Depois de enfurecer os taxistas, o Uber pode logo entrar na lista negra dos motoboys – ou, quem sabe, abrir um novo mercado para eles.

O gigante das caronas se prepara para lançar no Brasil seu aplicativo de entrega de comida, o UberEATS, e já está contratando executivos para estruturar o negócio por aqui.

A empresa planeja iniciar o serviço em São Paulo ainda este ano e está em busca de um gerente-geral para ‘literalmente desenvolver e desenrolar o ecossistema de entrega de comidas para o Uber’, de acordo com uma descrição publicada há alguns dias no LinkedIn.

Estão abertas ainda outras quatro vagas: marketing, operações e logística, novas parcerias e parcerias existentes.  Nestes dois últimos casos, os executivos serão responsáveis, respectivamente, por prospectar restaurantes que oferecerão o serviço e fazer a interface com eles depois que a parceria for fechada.

O UberEATS é o primeiro serviço do Uber a contar com seu aplicativo próprio, fora da plataforma de transporte de passageiros. Após alguns pilotos em cidades como Toronto, o serviço de delivery foi relançado oficialmente em dezembro de 2015 como um app completamente separado.

O delivery pode ser feito pelos motoristas do Uber, que também fazem transporte de passageiros e se cadastram para o serviço adicional, ou por entregadores de bicicleta, uma opção que vem ganhando adeptos em cidades dos Estados Unidos e Europa.

A dúvida é se o UberEATS vai ser apenas ‘mais um app’ ou se vai conseguir dominar o mercado. 

Ao contrário do transporte de passageiros, onde ‘deslocou’ o modelo arcaico dos taxis, no delivery de comida o Uber enfrenta concorrentes que também possuem base tecnológica: os aplicativos já existentes.  E o mundo está cheio deles.  

De acordo com a consultoria CB Insights, nos EUA 39 startups de delivery já levantaram pelo menos US$ 5 milhões de funding, cada uma, de 2011 até hoje.  O ranking das maiores valuations: Blue Apron (US$ 2 bi), DoorDash (US$ 700m), Postmates (US$ 500m), e Munchery (US$ 300m).  (Algumas startups, como a Munchery e a Sprig, não se limitam a entregar:  ela também fazem a própria comida.)

A ‘delivery mania’ começou no fim de 2012 e durou o ano seguinte inteiro. Em seguida, houve um período de calmaria no primeiro semestre de 2014, seguido por outra onda de financiamento.  Até agora, poucas empresas morreram, e o movimento de consolidação entre elas ainda foi tímido.

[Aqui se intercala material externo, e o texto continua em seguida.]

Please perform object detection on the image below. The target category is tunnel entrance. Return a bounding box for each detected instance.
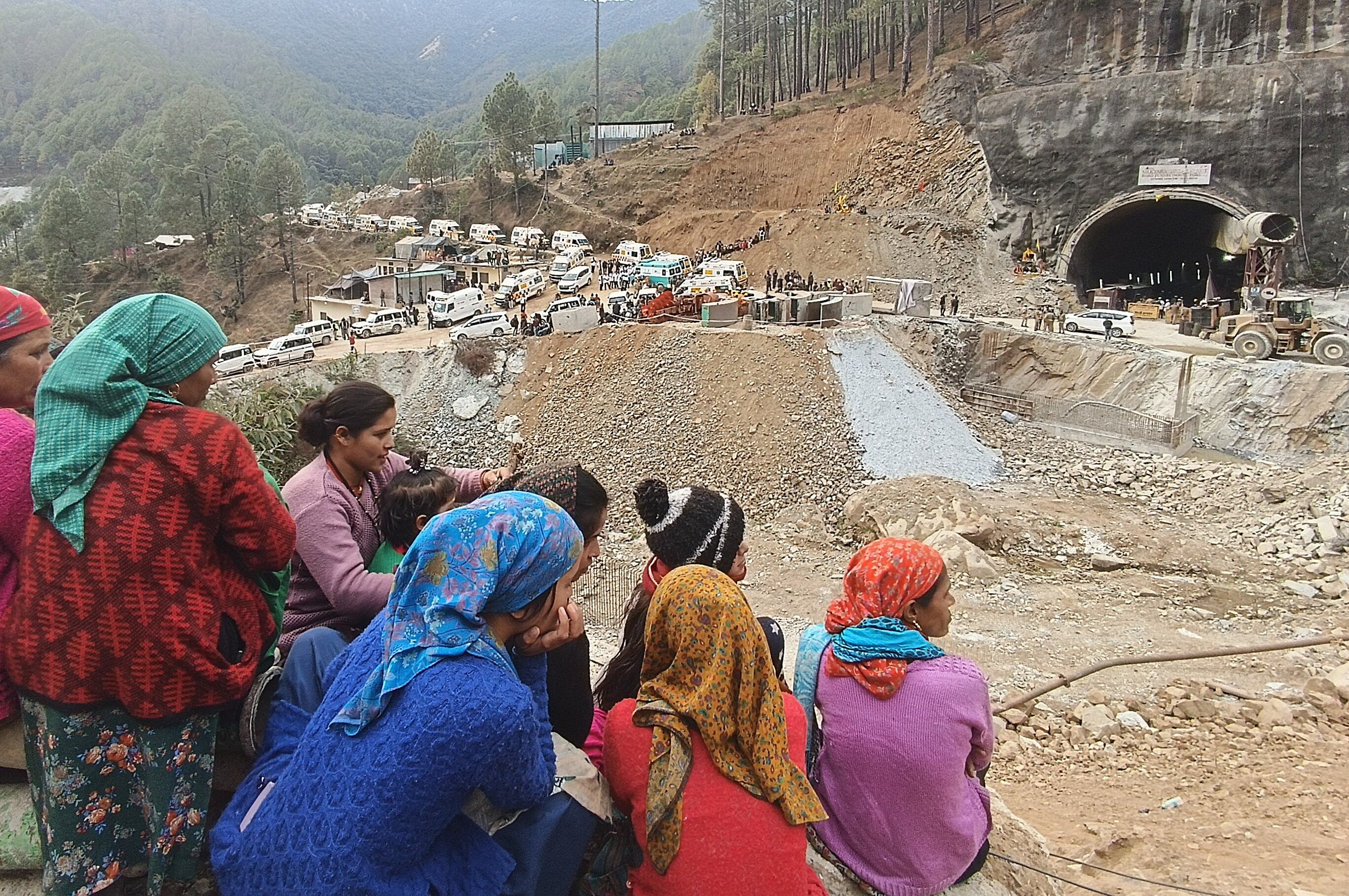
[1065,194,1245,305]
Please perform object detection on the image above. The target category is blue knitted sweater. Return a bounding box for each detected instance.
[211,625,556,896]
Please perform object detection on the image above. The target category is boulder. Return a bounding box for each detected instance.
[923,529,1002,582]
[1091,553,1135,572]
[1082,703,1120,741]
[843,476,1006,551]
[1256,698,1292,728]
[1326,662,1349,703]
[451,395,488,420]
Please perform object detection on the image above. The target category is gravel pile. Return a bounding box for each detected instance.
[830,328,1006,484]
[499,325,865,526]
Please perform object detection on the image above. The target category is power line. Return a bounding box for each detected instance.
[1050,853,1222,896]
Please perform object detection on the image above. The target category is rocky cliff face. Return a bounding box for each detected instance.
[933,0,1349,279]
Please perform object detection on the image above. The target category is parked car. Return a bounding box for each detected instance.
[557,266,591,294]
[449,311,511,340]
[356,308,407,339]
[1063,309,1133,336]
[212,345,258,377]
[253,333,314,367]
[295,320,337,345]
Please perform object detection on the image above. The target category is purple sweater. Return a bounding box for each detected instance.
[0,408,35,722]
[281,453,483,652]
[812,656,994,896]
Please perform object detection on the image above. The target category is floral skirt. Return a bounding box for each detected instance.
[22,698,218,896]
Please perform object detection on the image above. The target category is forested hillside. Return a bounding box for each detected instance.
[529,12,712,123]
[0,0,417,183]
[61,0,698,117]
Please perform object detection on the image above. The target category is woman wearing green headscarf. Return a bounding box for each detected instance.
[0,294,295,896]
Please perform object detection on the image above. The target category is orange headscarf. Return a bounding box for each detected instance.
[824,538,946,700]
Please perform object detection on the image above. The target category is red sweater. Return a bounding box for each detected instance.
[0,402,295,721]
[604,693,824,896]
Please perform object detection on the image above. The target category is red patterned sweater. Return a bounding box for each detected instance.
[0,402,295,721]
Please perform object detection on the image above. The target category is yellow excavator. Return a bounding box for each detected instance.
[1218,298,1349,367]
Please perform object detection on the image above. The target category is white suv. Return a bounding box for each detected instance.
[253,333,314,367]
[1063,309,1133,336]
[356,308,407,339]
[213,345,258,377]
[449,311,511,340]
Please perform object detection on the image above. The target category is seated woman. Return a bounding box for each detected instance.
[498,464,608,748]
[281,382,510,658]
[604,565,825,896]
[585,479,784,770]
[796,538,994,896]
[211,492,581,896]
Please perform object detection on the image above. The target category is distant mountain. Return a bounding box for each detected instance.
[58,0,698,117]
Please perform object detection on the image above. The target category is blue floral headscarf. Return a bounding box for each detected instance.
[329,491,581,734]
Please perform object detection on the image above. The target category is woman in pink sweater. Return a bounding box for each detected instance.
[0,286,51,722]
[281,382,510,652]
[796,538,994,896]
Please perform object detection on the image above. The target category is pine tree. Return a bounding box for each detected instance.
[483,71,537,214]
[253,143,305,305]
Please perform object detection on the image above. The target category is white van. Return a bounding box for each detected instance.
[557,265,591,296]
[468,224,506,245]
[698,258,750,289]
[510,227,544,248]
[212,345,258,377]
[553,231,595,255]
[497,267,548,308]
[253,333,314,367]
[356,308,407,339]
[389,214,422,236]
[548,247,585,283]
[295,320,337,345]
[429,219,464,243]
[614,240,653,265]
[426,286,487,327]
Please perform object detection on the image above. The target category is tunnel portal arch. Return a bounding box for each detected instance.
[1056,188,1250,298]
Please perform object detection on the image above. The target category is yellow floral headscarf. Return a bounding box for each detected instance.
[633,565,828,874]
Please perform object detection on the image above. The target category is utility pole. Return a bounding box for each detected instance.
[591,0,599,159]
[716,0,726,121]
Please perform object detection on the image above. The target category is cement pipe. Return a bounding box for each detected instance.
[993,634,1345,715]
[1213,212,1298,255]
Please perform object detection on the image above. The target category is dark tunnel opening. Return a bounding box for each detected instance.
[1068,198,1245,305]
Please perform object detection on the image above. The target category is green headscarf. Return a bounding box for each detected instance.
[33,293,225,551]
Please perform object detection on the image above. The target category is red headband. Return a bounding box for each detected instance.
[0,286,51,343]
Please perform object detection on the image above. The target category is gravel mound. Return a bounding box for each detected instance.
[830,328,1006,486]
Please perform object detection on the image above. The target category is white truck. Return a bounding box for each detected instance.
[548,247,585,283]
[468,224,506,245]
[426,286,487,327]
[427,217,464,243]
[389,214,422,236]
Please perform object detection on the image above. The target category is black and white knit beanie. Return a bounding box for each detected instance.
[633,479,745,572]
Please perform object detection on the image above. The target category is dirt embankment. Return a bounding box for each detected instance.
[499,327,862,526]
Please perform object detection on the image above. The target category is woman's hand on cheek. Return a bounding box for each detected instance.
[515,600,585,656]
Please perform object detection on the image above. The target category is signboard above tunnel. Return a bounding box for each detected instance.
[1138,165,1213,186]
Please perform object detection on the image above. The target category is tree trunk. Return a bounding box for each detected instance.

No Brasil, ainda que sua marca seja muito forte, o Uber não possui vantagem competitiva em relação à frota de motoboys usada pelos apps já existentes.  No trânsito tartaruga de São Paulo, particularmente, o carro chega a ser uma desvantagem em relação à moto.  Não está claro se o Uber vai adaptar seu modelo de negócios às circunstâncias locais, passando a ter, além dos motoristas, os ‘motoboys do Uber’.  O Uber não comenta sobre sua estratégia — se é que já existe uma — mas uma possibilidade é de que ele tente atender apenas o nicho de restaurantes mais sofisticados, que nunca tiveram um serviço de entrega.

O líder do delivery no País é o iFood, com 80% de market share (segundo a própria empresa), 2 milhões de usuários e mais de 10 mil restaurantes cadastrados na plataforma. Uma fonte da empresa disse ao Brazil Journal que o iFood tem um tíquete médio de cerca de R$ 80.  Considerando que o app atende a 2,1 milhões de pedidos/mês e cobra uma comissão de 12%, estima-se um faturamento de R$20 milhões/mês.

O iFood, que até agora levantou cerca de US$ 62 milhões dos sócios Movile e Just Eat (empresa de delivery inglesa), já fez 15 aquisições nos últimos três anos, incluindo os concorrentes Central do Delivery, Papa Rango, Alakarte, Resaturante Web e HelloFood. (A Just Eat entrou no capital do iFood quando ele se fundiu com o Restaurante Web, no qual era investidora. Ela tem 30% do iFood; os outros 70% pertencem à Movile, holding que controla outros apps, como o PlayKids e o TruckPad.)

A empresa já está se mexendo para não perder share. No mês passado, lançou em São Paulo o SpoonRocket, um aplicativo voltado para consumidores de alta renda e com uma base de restaurantes mais refinados, que normalmente não oferecem o serviço de delivery. (O iFood comprou a tecnologia da SpoonRocket no começo deste ano, quando a startup americana fechou as portas.)

A Associação Brasileira de Bares e Restaurantes (Abrasel) estima que o mercado de delivery de comida tenha movimentado R$ 9 bilhões em 2015, R$ 1 bilhão a mais que no ano anterior.